A related example of the second type of certification is the tracking and application of allowable life limits to processing a particular serial number engine. This determines what stays versus what is removed and replaced during engine refurbishment for example.

These two uses of the term "certification" are very interrelated. One (a)tie between the two is the fleet leader program. Fleet leader components are set aside for the express purpose of being tested well beyond what would be acceptable for flight. Their purpose is to provide experience and knowledge into allowable life limits for components. Low and high cycle fatigue limits, analogous to starts and seconds (all similar to aircraft terminology), are determined by previous histories which include fleet leader components. For example, (17)when extensive fleet hot-fire exposure data are available and there are no failures or major material review disposition (MRD) history, the life limit may be 25 percent of fleet leader. Under some criterion (requiring periodic inspection) this may be 50 percent of the representative fleet leader or the failed unit if one has occurred.

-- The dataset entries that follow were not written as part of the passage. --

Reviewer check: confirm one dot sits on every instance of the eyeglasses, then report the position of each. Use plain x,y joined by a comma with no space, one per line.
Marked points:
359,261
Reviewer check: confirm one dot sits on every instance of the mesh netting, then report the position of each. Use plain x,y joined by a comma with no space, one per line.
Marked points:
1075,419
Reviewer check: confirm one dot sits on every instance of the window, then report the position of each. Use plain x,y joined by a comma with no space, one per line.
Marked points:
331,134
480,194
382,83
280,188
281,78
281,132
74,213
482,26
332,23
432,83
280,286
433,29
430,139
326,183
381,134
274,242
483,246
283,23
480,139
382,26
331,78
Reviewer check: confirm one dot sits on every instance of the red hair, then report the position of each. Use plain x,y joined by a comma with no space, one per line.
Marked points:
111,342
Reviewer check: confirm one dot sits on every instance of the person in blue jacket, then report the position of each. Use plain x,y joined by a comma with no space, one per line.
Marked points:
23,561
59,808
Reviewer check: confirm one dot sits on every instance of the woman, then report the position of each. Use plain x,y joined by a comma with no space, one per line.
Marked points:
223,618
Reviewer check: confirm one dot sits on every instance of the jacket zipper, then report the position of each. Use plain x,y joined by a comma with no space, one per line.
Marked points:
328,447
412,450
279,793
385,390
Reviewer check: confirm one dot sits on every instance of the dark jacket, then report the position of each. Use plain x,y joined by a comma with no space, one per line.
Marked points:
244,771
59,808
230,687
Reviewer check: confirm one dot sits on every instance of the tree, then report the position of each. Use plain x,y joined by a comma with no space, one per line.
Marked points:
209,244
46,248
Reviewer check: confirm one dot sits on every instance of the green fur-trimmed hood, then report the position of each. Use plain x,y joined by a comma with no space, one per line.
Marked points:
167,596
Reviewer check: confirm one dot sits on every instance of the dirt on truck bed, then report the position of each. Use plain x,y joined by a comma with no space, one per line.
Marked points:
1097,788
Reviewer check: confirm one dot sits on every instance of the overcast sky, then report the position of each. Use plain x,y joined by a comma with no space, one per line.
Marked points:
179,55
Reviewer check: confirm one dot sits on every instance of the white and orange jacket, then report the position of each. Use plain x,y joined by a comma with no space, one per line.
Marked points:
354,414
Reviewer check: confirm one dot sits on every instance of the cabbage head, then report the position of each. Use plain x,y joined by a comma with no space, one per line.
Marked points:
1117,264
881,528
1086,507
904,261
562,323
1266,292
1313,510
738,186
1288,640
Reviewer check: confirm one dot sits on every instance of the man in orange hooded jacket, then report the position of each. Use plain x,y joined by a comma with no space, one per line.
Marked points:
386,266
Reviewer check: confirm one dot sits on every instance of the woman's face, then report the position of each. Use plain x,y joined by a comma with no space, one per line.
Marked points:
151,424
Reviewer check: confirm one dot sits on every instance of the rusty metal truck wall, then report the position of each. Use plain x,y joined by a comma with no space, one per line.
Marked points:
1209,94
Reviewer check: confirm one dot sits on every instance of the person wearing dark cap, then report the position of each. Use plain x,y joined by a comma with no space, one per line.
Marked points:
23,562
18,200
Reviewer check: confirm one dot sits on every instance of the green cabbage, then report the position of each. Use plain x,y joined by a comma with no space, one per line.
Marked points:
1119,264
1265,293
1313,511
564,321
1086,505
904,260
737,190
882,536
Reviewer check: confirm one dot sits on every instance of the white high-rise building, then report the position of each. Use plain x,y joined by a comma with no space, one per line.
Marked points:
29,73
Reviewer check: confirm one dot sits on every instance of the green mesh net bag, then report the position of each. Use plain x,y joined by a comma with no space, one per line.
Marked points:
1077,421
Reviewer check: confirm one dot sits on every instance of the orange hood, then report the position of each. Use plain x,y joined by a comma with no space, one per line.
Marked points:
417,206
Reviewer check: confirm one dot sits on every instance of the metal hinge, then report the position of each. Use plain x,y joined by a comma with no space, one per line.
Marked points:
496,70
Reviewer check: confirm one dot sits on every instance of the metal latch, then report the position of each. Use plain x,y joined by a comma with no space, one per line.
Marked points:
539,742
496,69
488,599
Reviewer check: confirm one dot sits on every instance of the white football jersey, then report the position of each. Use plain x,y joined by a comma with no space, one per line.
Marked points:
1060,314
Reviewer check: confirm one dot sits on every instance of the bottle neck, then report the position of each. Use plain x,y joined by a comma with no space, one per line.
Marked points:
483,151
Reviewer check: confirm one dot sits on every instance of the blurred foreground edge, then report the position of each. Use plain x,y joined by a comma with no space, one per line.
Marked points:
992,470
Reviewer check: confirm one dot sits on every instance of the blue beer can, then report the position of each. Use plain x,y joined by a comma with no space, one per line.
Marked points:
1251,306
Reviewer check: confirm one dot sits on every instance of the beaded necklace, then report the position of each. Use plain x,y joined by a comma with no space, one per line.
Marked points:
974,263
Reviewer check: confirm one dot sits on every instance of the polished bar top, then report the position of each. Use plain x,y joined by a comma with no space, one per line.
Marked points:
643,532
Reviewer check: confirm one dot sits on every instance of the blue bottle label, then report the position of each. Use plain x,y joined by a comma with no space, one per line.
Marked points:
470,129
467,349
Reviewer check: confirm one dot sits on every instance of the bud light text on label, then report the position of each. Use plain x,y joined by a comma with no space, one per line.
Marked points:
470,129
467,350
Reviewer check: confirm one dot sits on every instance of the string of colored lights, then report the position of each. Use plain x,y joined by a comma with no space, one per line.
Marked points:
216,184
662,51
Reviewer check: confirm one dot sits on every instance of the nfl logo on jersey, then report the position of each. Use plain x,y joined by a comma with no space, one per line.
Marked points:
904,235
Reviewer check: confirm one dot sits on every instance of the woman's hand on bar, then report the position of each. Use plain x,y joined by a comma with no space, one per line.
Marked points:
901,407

The above values of 25 and 50% are the result of applying factors of safety of 4 and 2 to the components. This would seem to indicate a high degree of safety and margin in the hardware. However, the ATD program was begun precisely to address criticality issues first, and second to eliminate removal and replacement of the Rocketdyne Turbopumps every flight. For many components safety factors of 2 or 4 can and do equal only a few uses given fleet leader experience that shows short useful lives.

If a fleet leader builds an experience base that, when factors of 2 are applied, results in operating limits that are low, the certification of systems built from those components has that much greater difficulty in realizing any goal of reusability with little or no maintenance between uses. For example, a Deviation Approval Request (DAR) for a turnaround duct may establish a life limit of 5 starts where the original requirement was for 60. Only by continuing to accumulate time on the fleet leaders (or development articles in this case) and having no failures can the limit be raised eventually toward the original goal.

Returning to the distinctions about the types of certification, it becomes clear then that the second type of certification, certification of particular hardware, might more appropriately be called "Verification of Flight Readiness" or "worthiness". As the useful life of systems diminishes and the resource intensiveness of turnarounds increases, the "verification" then becomes equated with "certification." This previous type of certification is causally related to the first type of certification (a truer use of the term), certification of designs so that subsequent assemblies need not receive the same degree of scrutiny (resources) while still assuring readiness for operation, safety during use, and the capability to carry out the intended purpose.

The ATD LOX turbopump, by virtue of it's certification process, will allow greater reuse without any changes in safety factors. Having accumulated run times on units equal to over 40 flights or 20,000 seconds, the pump is then safely used up to 10 times (using the factor of 4) without any scheduled maintenance. This assumes among (b)other things no major failures during this testing. This is not to say the road to reusability is entirely clear.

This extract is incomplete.